Les raisons de ce revirement esthétique sont financières - les productions se sont multipliées après l'ouverture du « populaire » opéra Bastille en 1989 et les budgets ont réduit - mais surtout artistiques : alors que les mises en scènes et les décors se sont modernisés, le costume participe d'autant plus à la dramaturgie qu'il est issu du vestiaire de tout un chacun.

« Regardez le métro, c'est extrêmement théâtral : les sweats, les baskets, la casquette... c'est dessiné, ce n'est pas n'importe quoi. Nos tee-shirs et nos rayures débarquent sur scène ! » souligne Martine Kahane.Un militaire représenté sur scène, « avant c'était des épaulettes, des galons dorés. Qu'est-ce que vous faites pour les jeunes générations ? Une tenue de para », poursuit-elle.
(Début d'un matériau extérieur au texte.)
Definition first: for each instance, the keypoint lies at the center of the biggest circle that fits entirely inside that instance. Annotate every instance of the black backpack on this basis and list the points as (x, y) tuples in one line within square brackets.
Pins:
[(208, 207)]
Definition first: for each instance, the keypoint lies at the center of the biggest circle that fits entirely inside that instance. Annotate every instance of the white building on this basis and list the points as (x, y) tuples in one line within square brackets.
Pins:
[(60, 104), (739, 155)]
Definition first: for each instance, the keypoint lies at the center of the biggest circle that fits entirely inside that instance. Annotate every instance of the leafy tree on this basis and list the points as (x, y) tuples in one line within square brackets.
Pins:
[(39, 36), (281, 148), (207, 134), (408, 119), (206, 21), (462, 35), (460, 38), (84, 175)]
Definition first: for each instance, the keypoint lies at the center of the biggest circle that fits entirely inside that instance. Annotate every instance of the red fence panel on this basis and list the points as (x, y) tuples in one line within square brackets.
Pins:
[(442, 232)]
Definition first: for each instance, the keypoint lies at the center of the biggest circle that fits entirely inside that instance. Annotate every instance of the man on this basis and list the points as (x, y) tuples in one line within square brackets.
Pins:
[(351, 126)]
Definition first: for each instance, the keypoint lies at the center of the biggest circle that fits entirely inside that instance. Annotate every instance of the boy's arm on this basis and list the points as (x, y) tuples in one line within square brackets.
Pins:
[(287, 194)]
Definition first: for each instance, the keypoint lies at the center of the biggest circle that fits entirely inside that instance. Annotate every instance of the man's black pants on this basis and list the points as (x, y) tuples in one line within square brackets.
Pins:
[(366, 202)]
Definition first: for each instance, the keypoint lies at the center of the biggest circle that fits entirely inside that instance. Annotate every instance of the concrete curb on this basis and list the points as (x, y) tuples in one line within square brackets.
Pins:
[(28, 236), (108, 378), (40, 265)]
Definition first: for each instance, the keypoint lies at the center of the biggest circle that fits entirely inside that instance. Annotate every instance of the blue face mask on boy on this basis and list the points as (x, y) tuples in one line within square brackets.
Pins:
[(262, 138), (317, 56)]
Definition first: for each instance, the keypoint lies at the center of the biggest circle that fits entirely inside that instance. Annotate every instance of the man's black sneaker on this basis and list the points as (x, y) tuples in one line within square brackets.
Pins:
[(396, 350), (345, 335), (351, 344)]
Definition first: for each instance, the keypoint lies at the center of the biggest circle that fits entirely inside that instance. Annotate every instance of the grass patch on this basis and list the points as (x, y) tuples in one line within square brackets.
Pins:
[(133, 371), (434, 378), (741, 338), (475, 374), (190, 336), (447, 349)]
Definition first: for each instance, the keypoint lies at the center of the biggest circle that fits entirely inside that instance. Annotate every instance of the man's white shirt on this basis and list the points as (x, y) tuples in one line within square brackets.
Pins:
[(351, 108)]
Le fait de puiser dans le vestiaire contemporain présente aussi l'avantage de « créer un univers » spécifique pour le spectacle voire de « moderniser » des oeuvres du 18e siècle, explique à l'AFP Christine Neumeister, directrice des costumes de l'Opéra de Paris.

« On achète au kilo »

Ainsi aperçoit-on dans l'exposition des uniformes de policiers antiémeutes pour les « Indes galantes », opéra-ballet de Rameau composé en 1735, à l'affiche en septembre. A côté, un stock de tee-shirts blancs avec des étiquettes « comme à la colonie de vacances » avec les noms des artistes et leurs personnages.

Depuis « qu'il y a du contemporain, on chine dans les friperies, on achète parfois au kilo », raconte Christine Neumeister.

Du sur-mesure, les ateliers en font toujours. Certains costumes en feutre pour l'opéra Les Puritains, présenté à la rentrée, sont décorés de bandes coupées au laser et tressées, mais ouverts sous le bras pour que le chanteur n'ait pas trop chaud sur scène.

« Dans les années 1980, quand j'ai commencé ma carrière il y avait beaucoup plus d'argent, on pouvait passer plus de temps, coudre à la main », se souvient Christine Neumeister. Aujourd'hui, « on aurait du mal » à imaginer les somptueuses productions de cette époque. Mais "les contraintes stimulent souvent la créativité » et les petites mains des ateliers sont polyvalentes.

Et il arrive encore que les créateurs de mode soient invités pour certaines productions, apportant à l'opéra de nouveaux codes et techniques contemporaines. C'est ainsi que le Britannique Gareth Pugh a rajeuni en 2016 Eliogabalo, opéra du 17e siècle avec des tenues architecturales et androgynes. Pour Trompe-la-Mort, le Belge Tim Van Steenbergen s'est inspiré des gravures du 19e siècle de Gustave Doré pour les retravailler de façon numérique, puis les imprimer sur les costumes.

Aujourd'hui, les tissus sont souvent techniques, les bijoux en plastique et les paillettes ne sont plus cousues une par une, mais collées. Et certains savoir-faire se perdent: il ne reste que deux plumassiers en France contre 400 il y a un siècle.